Understanding the particular role of the proteases during plastein formation. This information will help in designing more efficient proteases (by engineering specific functional regions of their structures) for production of high yields of plastein, which would potentially lower the cost associated with the enzymatic process.

Evaluation of industrial scale-up of the use of immobilized proteases for protein hydrolysis and plastein formation. If successful, this process will facilitate easy recovery and repeated usage of the proteases, and potentially lower the cost of commercial production of plastein.

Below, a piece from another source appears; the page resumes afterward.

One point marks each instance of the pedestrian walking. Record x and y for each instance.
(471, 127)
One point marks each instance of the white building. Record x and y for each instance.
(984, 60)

Furthermore, a number of opportunities are presented by plastein reaction and these can be explored in different applications including:

Elimination of amino acid and peptide-induced bitterness associated with enzymatic processing or microbial fermentation of plant-based and meat products intended for oral consumption by humans and animals (e.g., pet foods, nutraceuticals);

Entrapment of bioactive compounds and flavoring agents within the plastein matrix for efficient delivery in food products;

Utilization of the gel-like properties of plastein as thickening factors in the formulation of food products with acceptable sensory properties.